A request has been made to define reasonable access in regard to the ability of an owner to enter an occupied dwelling unit for the purpose of making repairs ordered by the board of health.
The citation referring to reasonable access is 105 CMR 410.810. The interpretation indicated above, is the Department's interpretation of its own regulation. The Department has the authority to interpret its own regulations. Courts regularly defer to the agency's interpretation provided that it is rational. Boston Police Superior Officers Federation v. City of Boston, 414 Mass. 458, 608 N.E.2d 1023 (1993); Town of Northbridge v. Town of Natick, 394 Mass. 70, 474 N.E.2d 551 (1985)
Given the construction of the regulation, reasonable access cannot mean that the tenant must give access whenever any repair person is available to work. If this were the intent, the regulation would read that the tenant shall provide access at any time it is requested. It does not. It states upon reasonable notice, the tenant shall provide reasonable access, if possible by appointment. The term reasonable access indicates some limitation on the period of time when a tenant is required to permit workers to make repairs. The purpose of this limit is to strike a balance between the owner's ability to get the work done, and the tenant's need for privacy in his/her home. Moreover, the phrase "reasonable notice" indicates the need to assure that the tenant knows in advance when work will be done. The phrase "if possible by appointment" further suggests that an appointment should be set up with the tenant, indicating that s/he has advance knowledge of and has consented to the appointment.
While the definition of reasonable is largely fact driven, the Department interprets it to mean regular business hours (9-5) Monday through Friday, and any other time by mutual consent of the parties. Absent specific factual situations to the contrary, this is presumed to be the norm based on presumptions of normal working hours; however this is not meant to be a rigid definition, but a guideline.
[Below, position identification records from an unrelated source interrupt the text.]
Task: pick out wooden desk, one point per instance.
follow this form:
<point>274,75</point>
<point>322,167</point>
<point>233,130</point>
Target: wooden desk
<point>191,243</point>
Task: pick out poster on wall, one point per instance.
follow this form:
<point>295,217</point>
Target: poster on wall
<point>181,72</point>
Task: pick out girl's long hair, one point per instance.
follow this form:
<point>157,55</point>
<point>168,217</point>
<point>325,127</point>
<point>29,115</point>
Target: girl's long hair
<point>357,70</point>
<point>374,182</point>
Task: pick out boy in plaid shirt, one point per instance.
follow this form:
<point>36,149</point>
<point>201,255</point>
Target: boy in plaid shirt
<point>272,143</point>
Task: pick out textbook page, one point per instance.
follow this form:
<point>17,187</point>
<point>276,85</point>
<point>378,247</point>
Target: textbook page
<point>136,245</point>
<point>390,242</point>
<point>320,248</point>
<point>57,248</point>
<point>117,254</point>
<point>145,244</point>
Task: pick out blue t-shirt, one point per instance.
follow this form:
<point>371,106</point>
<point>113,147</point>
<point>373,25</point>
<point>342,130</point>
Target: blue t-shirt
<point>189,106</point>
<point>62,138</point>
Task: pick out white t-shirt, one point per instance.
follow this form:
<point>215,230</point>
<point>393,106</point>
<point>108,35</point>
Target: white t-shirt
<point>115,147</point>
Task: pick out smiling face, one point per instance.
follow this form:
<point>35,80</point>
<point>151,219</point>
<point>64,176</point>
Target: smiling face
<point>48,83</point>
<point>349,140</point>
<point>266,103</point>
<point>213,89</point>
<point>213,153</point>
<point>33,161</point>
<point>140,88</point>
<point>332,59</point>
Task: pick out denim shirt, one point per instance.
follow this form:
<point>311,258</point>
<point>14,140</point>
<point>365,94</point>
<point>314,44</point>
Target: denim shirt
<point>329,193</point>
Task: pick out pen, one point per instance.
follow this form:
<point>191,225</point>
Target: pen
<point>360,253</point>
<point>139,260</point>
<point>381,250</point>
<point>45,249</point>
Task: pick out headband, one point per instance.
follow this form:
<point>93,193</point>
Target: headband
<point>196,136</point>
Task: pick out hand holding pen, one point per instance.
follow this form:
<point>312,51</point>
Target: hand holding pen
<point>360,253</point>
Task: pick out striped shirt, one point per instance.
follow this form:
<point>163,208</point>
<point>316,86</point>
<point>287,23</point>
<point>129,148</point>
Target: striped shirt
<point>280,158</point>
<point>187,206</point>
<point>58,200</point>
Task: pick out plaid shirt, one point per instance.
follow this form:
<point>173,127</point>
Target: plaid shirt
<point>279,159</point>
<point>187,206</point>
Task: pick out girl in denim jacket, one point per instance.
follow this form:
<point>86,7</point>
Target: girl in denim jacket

In any given situation, where there is an allegation that the request for access was not reasonable or that the denial of access was not reasonable, the Board of Health must review the specific facts including, but not limited to, the nature of the request, the number of requests, and the specific circumstances of the individuals involved, applying the above-mentioned guideline, to determine whether the request for access was reasonable or whether the denial was reasonable.